No convincing alternative proposal
The politicians remained unimpressed, even the ones in Bush's own party. "Simply not the right approach," was the verdict from Republican Congressman Ric Keller. "We don't want any more American soldiers killed," said Senator George Voinovich. "Why put more Americans on the line now?" his colleague Norm Coleman asked Rice.
Bush is fighting a losing battle. Approving voices were hardly to be heard on Thursday. Bush was praised by New York City's former Mayor Rudy Giuliani, who is looking to improve his profile with an eye to his presidential candidacy. The president also received support from Senator John McCain, who has long been demanding an increase in the number of troops -- so that his support hardly came as a surprise. As for the others, they consistently resisted Bush's proposals.
When Rice, Gates and the others had left Congress, a series of experts painted a somber picture of Iraq's future.
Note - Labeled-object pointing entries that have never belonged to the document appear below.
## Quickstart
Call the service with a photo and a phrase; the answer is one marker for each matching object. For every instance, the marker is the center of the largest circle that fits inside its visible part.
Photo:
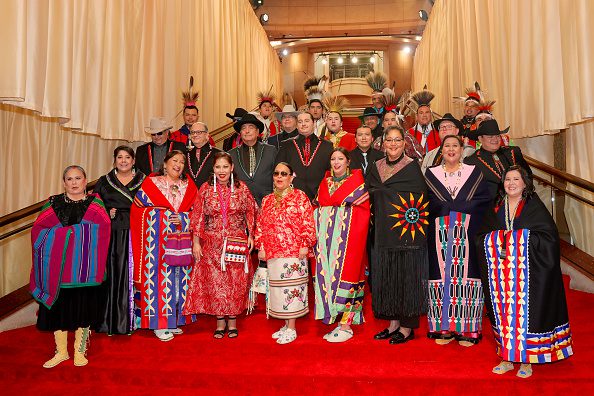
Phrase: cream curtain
(534, 57)
(83, 76)
(106, 67)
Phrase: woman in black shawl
(458, 198)
(520, 266)
(399, 259)
(117, 189)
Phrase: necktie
(364, 165)
(307, 149)
(252, 153)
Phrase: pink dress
(216, 215)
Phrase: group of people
(432, 224)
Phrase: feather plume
(486, 106)
(423, 98)
(311, 82)
(377, 81)
(335, 104)
(389, 100)
(189, 98)
(266, 96)
(314, 93)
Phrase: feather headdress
(389, 100)
(486, 106)
(423, 98)
(311, 82)
(189, 98)
(266, 97)
(474, 94)
(377, 81)
(335, 104)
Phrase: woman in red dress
(224, 214)
(284, 236)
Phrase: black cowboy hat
(487, 128)
(237, 114)
(449, 117)
(370, 111)
(248, 118)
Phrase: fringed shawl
(72, 256)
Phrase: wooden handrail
(585, 184)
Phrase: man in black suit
(493, 158)
(200, 158)
(308, 156)
(288, 122)
(253, 160)
(150, 156)
(363, 155)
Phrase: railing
(580, 260)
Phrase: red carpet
(255, 364)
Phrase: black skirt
(75, 307)
(116, 287)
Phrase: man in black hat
(235, 139)
(493, 158)
(448, 125)
(254, 160)
(308, 156)
(371, 118)
(200, 158)
(150, 156)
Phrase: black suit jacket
(508, 156)
(357, 158)
(260, 183)
(200, 172)
(308, 178)
(143, 163)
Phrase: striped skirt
(287, 293)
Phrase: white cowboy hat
(157, 124)
(287, 110)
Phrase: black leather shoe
(385, 334)
(399, 338)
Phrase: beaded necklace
(458, 173)
(194, 176)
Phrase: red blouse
(282, 231)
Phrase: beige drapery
(107, 66)
(534, 57)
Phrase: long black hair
(227, 157)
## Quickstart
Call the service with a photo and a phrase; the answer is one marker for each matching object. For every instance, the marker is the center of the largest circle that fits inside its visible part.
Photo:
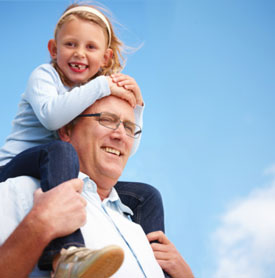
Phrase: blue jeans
(56, 162)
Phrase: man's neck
(104, 186)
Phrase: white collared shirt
(106, 224)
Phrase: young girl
(85, 60)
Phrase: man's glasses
(112, 121)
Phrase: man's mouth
(112, 151)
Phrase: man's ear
(52, 48)
(64, 134)
(107, 57)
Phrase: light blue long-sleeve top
(47, 105)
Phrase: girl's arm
(53, 104)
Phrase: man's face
(103, 152)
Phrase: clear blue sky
(207, 72)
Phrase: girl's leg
(145, 202)
(52, 163)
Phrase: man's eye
(107, 119)
(70, 44)
(130, 127)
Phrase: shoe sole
(104, 263)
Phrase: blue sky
(206, 70)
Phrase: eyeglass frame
(136, 134)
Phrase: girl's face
(80, 50)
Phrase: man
(103, 143)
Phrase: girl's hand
(129, 83)
(121, 92)
(168, 256)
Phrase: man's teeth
(109, 150)
(80, 67)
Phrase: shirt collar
(112, 198)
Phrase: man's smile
(112, 151)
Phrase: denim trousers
(56, 162)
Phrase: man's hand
(168, 256)
(61, 209)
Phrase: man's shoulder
(20, 184)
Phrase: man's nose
(79, 52)
(120, 130)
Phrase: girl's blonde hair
(117, 61)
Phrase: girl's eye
(91, 46)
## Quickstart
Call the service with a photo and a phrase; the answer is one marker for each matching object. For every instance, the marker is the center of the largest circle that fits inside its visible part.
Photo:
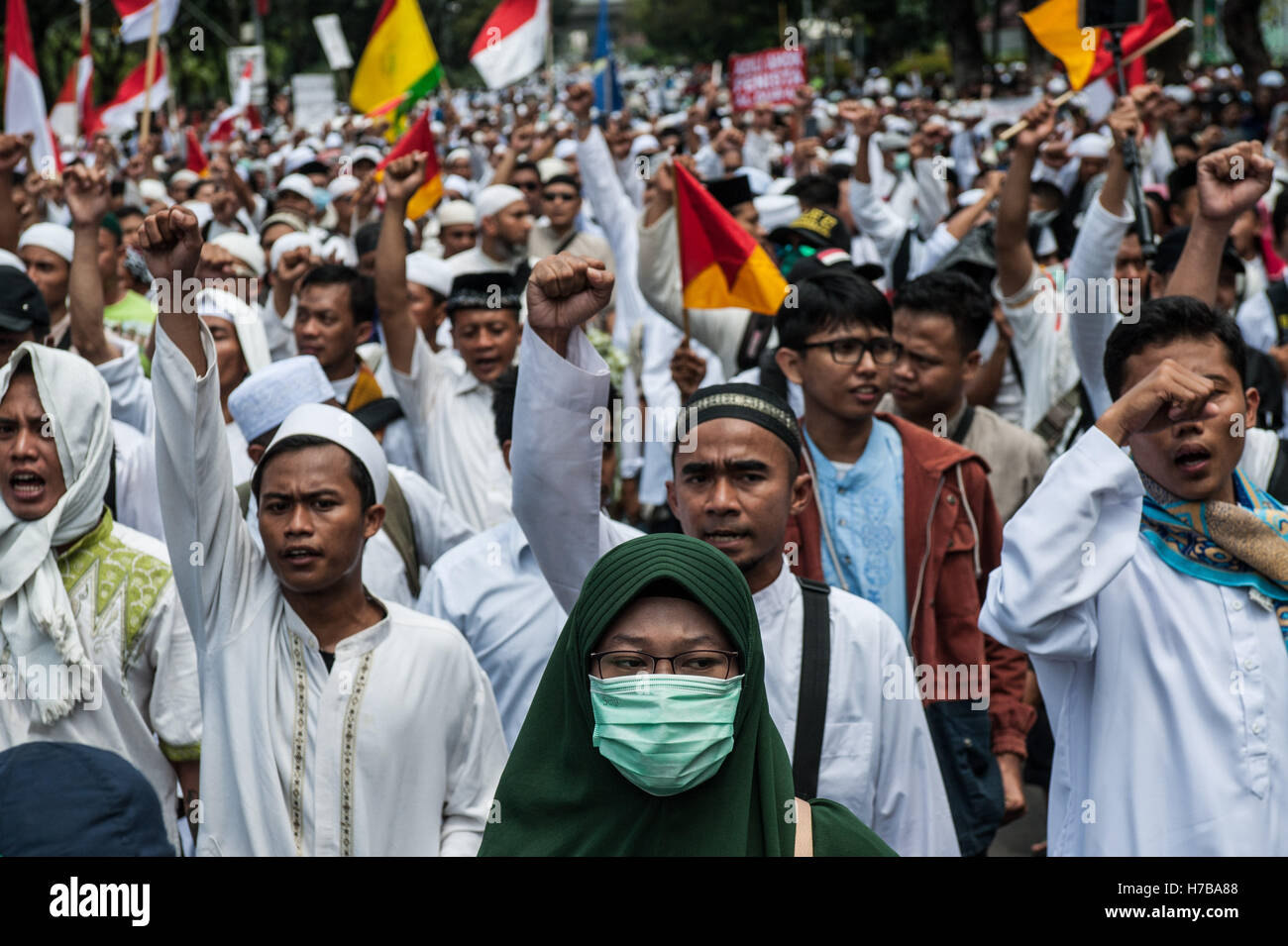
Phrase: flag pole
(1175, 30)
(150, 73)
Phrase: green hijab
(558, 795)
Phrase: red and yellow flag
(196, 156)
(720, 263)
(1085, 52)
(419, 138)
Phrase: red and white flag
(137, 18)
(123, 110)
(24, 98)
(511, 43)
(73, 111)
(226, 123)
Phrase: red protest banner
(768, 77)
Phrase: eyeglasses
(694, 663)
(850, 351)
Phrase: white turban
(267, 398)
(56, 240)
(35, 611)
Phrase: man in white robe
(876, 757)
(340, 723)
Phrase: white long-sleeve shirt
(395, 751)
(877, 757)
(1167, 693)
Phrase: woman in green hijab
(649, 732)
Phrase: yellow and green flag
(399, 64)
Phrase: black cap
(21, 304)
(1171, 246)
(729, 192)
(815, 228)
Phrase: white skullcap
(451, 213)
(344, 184)
(184, 176)
(201, 210)
(777, 210)
(250, 331)
(340, 248)
(343, 429)
(366, 152)
(1090, 146)
(296, 184)
(644, 143)
(493, 200)
(56, 240)
(291, 241)
(268, 396)
(432, 273)
(153, 189)
(245, 249)
(552, 167)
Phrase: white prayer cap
(344, 184)
(366, 152)
(493, 200)
(153, 189)
(1090, 146)
(267, 398)
(552, 167)
(296, 184)
(343, 429)
(342, 249)
(432, 273)
(644, 143)
(777, 210)
(201, 210)
(245, 249)
(291, 241)
(250, 331)
(451, 213)
(53, 237)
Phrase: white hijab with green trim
(38, 626)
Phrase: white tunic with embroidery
(397, 751)
(150, 712)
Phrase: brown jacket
(952, 541)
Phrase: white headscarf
(37, 615)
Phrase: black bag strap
(811, 703)
(1278, 293)
(378, 413)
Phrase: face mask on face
(665, 734)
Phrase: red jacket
(947, 578)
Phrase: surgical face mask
(665, 732)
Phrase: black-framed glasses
(850, 351)
(692, 663)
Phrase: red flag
(419, 138)
(721, 265)
(196, 156)
(24, 98)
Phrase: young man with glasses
(907, 520)
(855, 734)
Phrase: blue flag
(608, 93)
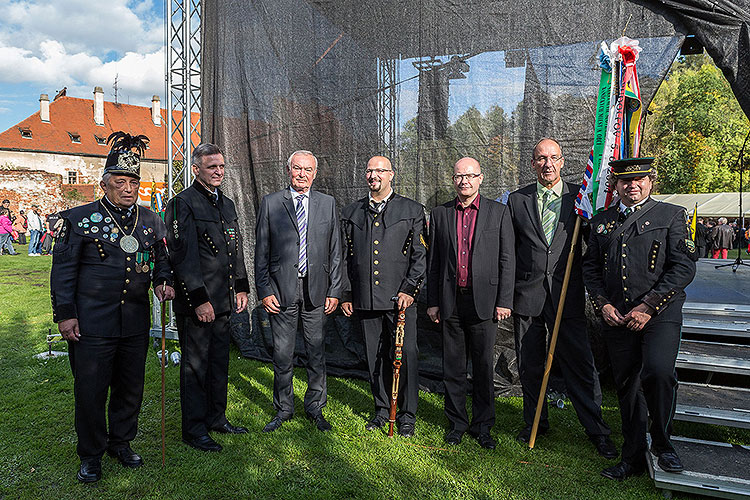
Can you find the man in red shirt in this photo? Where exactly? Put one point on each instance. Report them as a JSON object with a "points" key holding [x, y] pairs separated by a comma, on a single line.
{"points": [[469, 288]]}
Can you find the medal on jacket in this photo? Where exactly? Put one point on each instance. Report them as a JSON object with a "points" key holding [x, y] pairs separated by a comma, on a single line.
{"points": [[128, 243]]}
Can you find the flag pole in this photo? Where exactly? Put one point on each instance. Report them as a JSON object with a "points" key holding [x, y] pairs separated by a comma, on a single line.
{"points": [[555, 331]]}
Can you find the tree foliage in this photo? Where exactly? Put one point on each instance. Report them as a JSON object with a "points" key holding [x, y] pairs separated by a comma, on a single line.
{"points": [[696, 129]]}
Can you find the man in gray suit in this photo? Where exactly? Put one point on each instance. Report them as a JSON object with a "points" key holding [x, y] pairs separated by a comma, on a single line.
{"points": [[298, 277], [543, 220]]}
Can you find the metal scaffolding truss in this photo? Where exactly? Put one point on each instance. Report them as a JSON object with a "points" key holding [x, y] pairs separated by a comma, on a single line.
{"points": [[183, 88]]}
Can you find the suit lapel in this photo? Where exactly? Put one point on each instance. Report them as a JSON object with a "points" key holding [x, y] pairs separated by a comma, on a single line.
{"points": [[530, 202]]}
Historian Phebe Marr, an Iraq expert formally at the National Defense University, told the Senate "The collapse we are witnessing is likely to get worse before it gets better." Interestingly, the suggestions made by the Iraq Study Group were praised by the all experts -- suggestions that Bush has widely rejected.
What will happen now? Congress, which has been controlled by the Democrats for a week now, will have to work out an official position on Iraq. That's no easy task, given that the Democrats have yet to present a convincing alternative to Bush's proposals, besides withdrawing the US troops in Iraq altogether.
The stage is set for further conflict between the White House and the Capitol. Defense Secretary Gates and his general chief of staff, Peter Pace, will appear before the Senate again on Friday, this time to face the Armed Services Committee. Meanwhile the Democrats are planning to pass a symbolic majority resolution rejecting Bush's Iraq strategy. The aim is to force the Republicans to offer a clear and humiliating assessment of the situation while isolating the president, much as Richard Nixon was isolated during his final days in office. The specter of impeachment was already making the rounds on Thursday.
Other representatives are planning to follow a path that is politically more risky: They want to use their legislative power to cut the military's funds, thereby effectively making the increase in troops impossible. But that approach could cut both ways and make them look as if they were stabbing those soldiers already on the ground in the back.
An exchange between Democratic Senator Barbara Boxer and Condoleeza Rice showed just how bitter the situation has become. Boxer noted Rice has no children to lose overseas. "Who pays the price?" she repeatedly demanded. "You're not going to pay a particular price," she told Rice, because the secretary has no "immediate family" at risk.